Emanuela Bassetti bambina: cosa avrebbe voluto fare da grande?
«Avrei voluto avere una cartoleria».

Il posto dove sta bene?
«Casa mia. Secondo me è una delle più belle di casa di Venezia, ma non dal punto di vista del lusso. È una casina in un giardino, una stalla che abbiamo messo a posto, semplicissima, poverissima, in cui ci sono 60mila libri».

Un capo di abbigliamento che non indosserebbe mai?
«Il tacco 10».

Il regalo più costoso ricevuto?
«Un gioiello da Cesare, una freccia di diamanti meravigliosa per i miei 50 anni. Non l'ho mai usato, ma non importa».

Un aggettivo per descrivere suo marito?
«Cesare?

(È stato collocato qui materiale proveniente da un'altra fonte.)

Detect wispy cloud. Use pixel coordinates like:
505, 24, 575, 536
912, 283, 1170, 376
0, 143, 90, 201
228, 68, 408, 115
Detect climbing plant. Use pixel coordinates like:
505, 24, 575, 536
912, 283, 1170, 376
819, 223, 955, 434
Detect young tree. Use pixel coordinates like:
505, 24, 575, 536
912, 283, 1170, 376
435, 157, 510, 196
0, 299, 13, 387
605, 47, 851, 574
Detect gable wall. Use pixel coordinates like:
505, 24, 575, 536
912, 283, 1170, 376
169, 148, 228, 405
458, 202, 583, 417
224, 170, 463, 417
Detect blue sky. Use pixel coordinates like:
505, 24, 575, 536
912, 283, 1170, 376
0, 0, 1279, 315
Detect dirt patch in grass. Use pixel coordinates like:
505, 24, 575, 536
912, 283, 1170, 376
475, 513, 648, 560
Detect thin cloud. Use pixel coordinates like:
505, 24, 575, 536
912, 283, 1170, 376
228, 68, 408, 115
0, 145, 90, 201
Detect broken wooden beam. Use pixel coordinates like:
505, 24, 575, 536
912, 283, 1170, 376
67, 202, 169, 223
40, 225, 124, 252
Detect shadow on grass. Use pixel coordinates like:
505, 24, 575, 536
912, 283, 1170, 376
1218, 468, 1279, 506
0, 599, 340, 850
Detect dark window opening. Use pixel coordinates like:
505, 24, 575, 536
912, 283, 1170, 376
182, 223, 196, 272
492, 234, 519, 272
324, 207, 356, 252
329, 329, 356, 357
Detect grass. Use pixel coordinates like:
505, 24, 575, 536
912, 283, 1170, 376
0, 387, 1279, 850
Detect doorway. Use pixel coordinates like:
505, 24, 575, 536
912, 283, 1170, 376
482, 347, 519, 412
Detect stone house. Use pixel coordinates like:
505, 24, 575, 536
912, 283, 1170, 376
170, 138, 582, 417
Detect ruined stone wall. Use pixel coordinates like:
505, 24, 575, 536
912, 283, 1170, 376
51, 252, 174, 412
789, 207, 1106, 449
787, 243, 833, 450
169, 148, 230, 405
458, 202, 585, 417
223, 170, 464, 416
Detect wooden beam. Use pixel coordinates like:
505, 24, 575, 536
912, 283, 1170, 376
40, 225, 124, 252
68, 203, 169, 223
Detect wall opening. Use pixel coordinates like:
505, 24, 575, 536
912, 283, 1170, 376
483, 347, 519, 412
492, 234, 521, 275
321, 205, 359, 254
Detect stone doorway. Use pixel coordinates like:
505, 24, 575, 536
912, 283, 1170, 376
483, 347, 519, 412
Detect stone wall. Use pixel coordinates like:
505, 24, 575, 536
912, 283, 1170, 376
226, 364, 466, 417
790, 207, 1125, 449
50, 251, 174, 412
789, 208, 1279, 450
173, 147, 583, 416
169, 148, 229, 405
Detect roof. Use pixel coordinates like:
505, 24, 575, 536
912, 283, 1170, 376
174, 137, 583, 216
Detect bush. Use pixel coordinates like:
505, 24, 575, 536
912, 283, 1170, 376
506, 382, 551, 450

L'uomo più intelligente che io abbia incontrato nella mia vita. Di una intelligenza pazzesca e di una generosità inaudita. Le dico due cose: Cesare è stato malissimo, sempre, si è ammalato subito, non ha avuto una vita facile, dentro e fuori gli ospedali, un tumore, due tumori, tre tumori, ma ha sempre avuto la sensazione di aver ricevuto dalla vita molto di più di quanto non avesse dato».

Si è fatta una certa. Torniamo al risotto. Il suo preferito?
«Sono milanese, quindi il risotto giallo. Mio papà si divertiva a cucinarlo consumando, più o meno, un chilo di burro e una bottiglia di cognac. Diciamolo: il risotto buono è un risotto ricco».